As others have already pointed out Cassandra does not support filtering while skipping parts of the clustering key. And while it is tempting to consider this as a limitation, it is helpful to take a deeper look into why this restriction exists.
First of all, the ALLOW FILTERING
clause already puts stress on all of the Cassandra nodes in a cluster. As the query does not specify the partition key, each of the nodes would have to process it by loading data from a disk and discarding records that don't match provided criteria. But as far as I understand, due to the way data is stored by Cassandra in files, it can load only its subset based on the clustering key provided in a query. However, only if either all of the components of the clustering key are specified, or only one or more of the last ones are omitted.
If a query "skips" parts of the clustering key, like in your example, each node would have to load pretty much everything from a file system and sequentially look for a match. You could imagine the consequences, even if the actual number of records matched by the filter is negligible.

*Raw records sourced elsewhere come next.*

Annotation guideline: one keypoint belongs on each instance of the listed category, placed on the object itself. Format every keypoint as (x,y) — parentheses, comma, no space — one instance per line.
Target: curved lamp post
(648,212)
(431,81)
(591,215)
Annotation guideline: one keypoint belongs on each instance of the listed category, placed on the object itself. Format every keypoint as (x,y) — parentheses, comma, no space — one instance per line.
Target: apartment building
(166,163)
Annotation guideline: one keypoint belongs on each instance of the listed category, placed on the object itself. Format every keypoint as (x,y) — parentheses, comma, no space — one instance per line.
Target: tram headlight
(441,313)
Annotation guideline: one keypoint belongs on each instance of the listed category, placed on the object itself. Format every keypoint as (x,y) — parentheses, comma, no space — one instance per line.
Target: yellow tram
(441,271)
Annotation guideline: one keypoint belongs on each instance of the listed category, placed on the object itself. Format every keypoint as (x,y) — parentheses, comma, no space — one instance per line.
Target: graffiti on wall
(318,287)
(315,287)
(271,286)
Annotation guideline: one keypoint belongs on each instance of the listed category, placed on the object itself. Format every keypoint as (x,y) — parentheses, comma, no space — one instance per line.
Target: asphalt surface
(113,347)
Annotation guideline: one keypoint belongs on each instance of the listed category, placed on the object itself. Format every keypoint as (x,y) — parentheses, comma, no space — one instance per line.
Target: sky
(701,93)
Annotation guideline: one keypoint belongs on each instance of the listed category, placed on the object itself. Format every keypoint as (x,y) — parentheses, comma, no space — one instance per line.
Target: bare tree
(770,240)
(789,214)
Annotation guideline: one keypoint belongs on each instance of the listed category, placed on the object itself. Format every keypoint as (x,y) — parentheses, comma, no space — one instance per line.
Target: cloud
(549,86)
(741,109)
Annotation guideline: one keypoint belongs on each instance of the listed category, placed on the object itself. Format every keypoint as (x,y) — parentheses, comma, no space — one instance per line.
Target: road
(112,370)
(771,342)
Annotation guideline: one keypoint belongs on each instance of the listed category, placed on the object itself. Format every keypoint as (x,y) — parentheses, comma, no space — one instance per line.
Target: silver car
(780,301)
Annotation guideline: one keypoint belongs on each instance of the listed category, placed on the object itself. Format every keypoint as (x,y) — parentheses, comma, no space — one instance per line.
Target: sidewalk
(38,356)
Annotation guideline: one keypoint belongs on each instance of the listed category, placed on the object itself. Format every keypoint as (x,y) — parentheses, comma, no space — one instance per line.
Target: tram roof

This post explains in more details the impact of ALLOW FILTERING
while this one dives deeper into SQL WHERE
clause in general.
Possible Solution
I'm sure that knowing about this restriction does not solve your problem of being able to query by c
component of the partition key. As far as I could tell, revising of the data model would usually provide a better solution.
If you find yourself looking for data by c
often, add one more table, where c
would become a partition key. Not only you'll get all of the benefits of caching and limited data loading, but also you would limit your query to only one node. The improvements in the execution time often overweight any savings in the disk space that you might get from trying to tailor a filtering query.